Star Trek II: The Wrath of Khan has stood the test of time for many reasons. Not only is it widely agreed to be the best of the big-screen Star Trek films, it is also the one that will make Trekkers cry (in an earned way, as opposed to a “this film sucks” way), plus it contains one of the greatest moments in Star Trek history, shown here on YouTube, or even better, forever looping on http://www.khaaan.com.
Kirk (William Shatner), the original space cowboy, is now an Admiral, feeling his age (he gets eyeglasses as a gift from McCoy!). “Galloping around the cosmos is a game for the young,” he complains to Bones, despite the fact that he desperately misses the action of being stationed on a ship. Of course, adventure falls into his lap: While showing a bunch of cadets the ropes on his beloved old ship (now used as a training ship), he hears a distress call from an scientific outpost, where one of his hottie exes happens to be stationed.
The source of the distress is traced to the reappearance of Khan Noonien Singh (Ricardo Montalban), who has a grudge against Kirk.
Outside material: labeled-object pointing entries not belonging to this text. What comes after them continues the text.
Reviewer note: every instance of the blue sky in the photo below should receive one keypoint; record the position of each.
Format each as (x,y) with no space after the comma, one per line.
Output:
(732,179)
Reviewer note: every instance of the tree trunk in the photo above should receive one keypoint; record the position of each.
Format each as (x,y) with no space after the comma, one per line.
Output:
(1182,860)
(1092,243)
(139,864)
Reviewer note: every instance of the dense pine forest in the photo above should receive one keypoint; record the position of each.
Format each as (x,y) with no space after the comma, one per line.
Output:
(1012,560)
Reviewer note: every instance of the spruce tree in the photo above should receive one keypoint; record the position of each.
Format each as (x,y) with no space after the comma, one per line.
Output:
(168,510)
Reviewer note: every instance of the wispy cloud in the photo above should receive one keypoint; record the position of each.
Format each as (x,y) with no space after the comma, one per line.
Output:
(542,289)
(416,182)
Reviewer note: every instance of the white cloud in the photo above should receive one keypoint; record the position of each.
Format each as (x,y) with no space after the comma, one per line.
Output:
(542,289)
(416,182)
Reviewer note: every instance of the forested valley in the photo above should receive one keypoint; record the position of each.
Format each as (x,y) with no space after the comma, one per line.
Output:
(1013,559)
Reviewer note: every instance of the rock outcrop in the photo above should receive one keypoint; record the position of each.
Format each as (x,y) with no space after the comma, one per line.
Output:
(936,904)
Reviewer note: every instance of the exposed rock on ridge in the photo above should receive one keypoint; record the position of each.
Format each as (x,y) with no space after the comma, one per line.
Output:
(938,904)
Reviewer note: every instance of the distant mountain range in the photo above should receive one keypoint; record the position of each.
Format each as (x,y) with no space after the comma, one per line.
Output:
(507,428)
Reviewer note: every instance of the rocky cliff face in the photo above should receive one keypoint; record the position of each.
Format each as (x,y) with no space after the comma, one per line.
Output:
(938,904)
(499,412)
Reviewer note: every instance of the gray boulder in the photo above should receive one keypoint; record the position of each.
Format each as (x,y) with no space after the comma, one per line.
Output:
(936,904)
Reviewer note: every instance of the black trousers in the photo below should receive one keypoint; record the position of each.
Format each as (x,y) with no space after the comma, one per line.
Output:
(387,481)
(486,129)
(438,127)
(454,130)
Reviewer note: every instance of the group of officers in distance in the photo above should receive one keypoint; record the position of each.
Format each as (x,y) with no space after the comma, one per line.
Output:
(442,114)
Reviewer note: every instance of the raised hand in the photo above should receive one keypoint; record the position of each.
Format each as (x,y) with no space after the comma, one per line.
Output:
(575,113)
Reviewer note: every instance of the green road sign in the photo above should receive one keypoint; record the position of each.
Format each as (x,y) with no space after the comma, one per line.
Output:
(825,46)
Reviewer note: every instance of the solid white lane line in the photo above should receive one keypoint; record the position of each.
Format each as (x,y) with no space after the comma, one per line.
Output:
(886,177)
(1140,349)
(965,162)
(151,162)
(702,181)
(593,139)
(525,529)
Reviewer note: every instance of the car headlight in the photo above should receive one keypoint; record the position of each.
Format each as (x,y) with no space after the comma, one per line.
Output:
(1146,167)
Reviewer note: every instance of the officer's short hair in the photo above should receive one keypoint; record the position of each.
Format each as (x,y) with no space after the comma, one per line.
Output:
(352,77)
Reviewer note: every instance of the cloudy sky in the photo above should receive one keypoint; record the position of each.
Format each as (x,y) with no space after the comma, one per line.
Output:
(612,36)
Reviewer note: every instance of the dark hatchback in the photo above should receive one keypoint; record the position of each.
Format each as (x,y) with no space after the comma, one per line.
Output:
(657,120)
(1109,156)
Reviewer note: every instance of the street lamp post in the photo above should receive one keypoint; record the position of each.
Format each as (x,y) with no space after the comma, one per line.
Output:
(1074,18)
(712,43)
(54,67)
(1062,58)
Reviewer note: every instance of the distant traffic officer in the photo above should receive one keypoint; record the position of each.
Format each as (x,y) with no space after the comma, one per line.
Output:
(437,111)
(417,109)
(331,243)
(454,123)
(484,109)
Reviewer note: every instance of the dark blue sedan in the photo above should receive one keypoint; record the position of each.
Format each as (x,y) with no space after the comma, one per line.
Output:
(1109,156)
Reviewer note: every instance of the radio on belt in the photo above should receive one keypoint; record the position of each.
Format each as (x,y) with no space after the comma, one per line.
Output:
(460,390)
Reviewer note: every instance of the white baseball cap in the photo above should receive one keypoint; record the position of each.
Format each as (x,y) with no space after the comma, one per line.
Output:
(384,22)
You see, 15 years earlier genetically-enhanced bad boy Khan and his peeps from the SS Botany Bay were exiled by Captain James T. Kirk. Khan has captured Chekov (Walter Koenig) and his captain (Paul Winfield) on a reconnaissance mission to a dusty planet, then taken over their minds by quite literally putting bugs in their ears (yikes!). Kirk and the Enterprise (conveniently along with most of the rest of the familiar faces like Spock, Sulu, McCoy, Scotty, and Uhura) go to check out the distress call, and find not only that it seems everyone at the science outpost has been slaughtered, but that Khan himself is waiting there for them with sinister delight.
The Wrath of Khan works for many reasons. The writing of the movie is a return to the right combo of smirky camp and dead-on moral seriousness. The adventure has serious weight—Khan wants his hands on Project Genesis, a tool that could turn a dead planet into a living, breathing, life-sustaining Class M planet in a matter of days. The worry, though, is if Genesis gets into the wrong hands (Khaaaan!) it could potentially be turned into a tool of evil, rather than good. Plus the end of the film has true, bonafide emotional weight as one of the most beloved characters sacrifices himself. (When I rewatched this with Tim recently, he looked to see if I was crying… and I would have been, if my weeping weren’t interrupted by a most explosive sneeze. I sure know how to kill a moment!)
But the most memorable and adored thing about this movie by fans is Khan himself. Khan is arguably the best villain of the entire theatrical Trek series (along with the Borg Queen of Star Trek: First Contact). Ricardo Montalban (who is not genetically-enhanced, despite his magnificent man-breasts) has the right amount of charm and evil that make him one of the all-time best movie villains.
Star Trek II: The Wrath of Khan is included in the Star Trek Motion Picture Trilogy DVD set (which includes movies II, III, and IV), and has been remastered in high definition. Extras include feature commentary by director Nicolas Meyer and producer Manny Coto; “James Horner: Composing Genesis” in which the composer talks about creating the “seafaring” score; “A Tribute to Ricardo Montalban”, by Nicolas Meyer, who has an alarmingly emotionless way of speaking (which is why, I suppose, he stays behind the camera); and the rather silly straight-faced “Starfleet Academy SCISEC Brief 002: Mystery Behind Ceti Alpha IV”, and training video for cadets that shows convenient “historical footage” straight from the movie. Best though is “Collecting Star Trek’s Movie Relics” hosted by Alec Peters, C.E.O. of Propworx, that is thrilled, and I mean thrilled to own things like worn assault phasers used in Star Trek V. His enthusiasm and inherent pleasure in the toys of Star Trek is truly infectious and fun, and understandable for hardcore fans of any show or movie.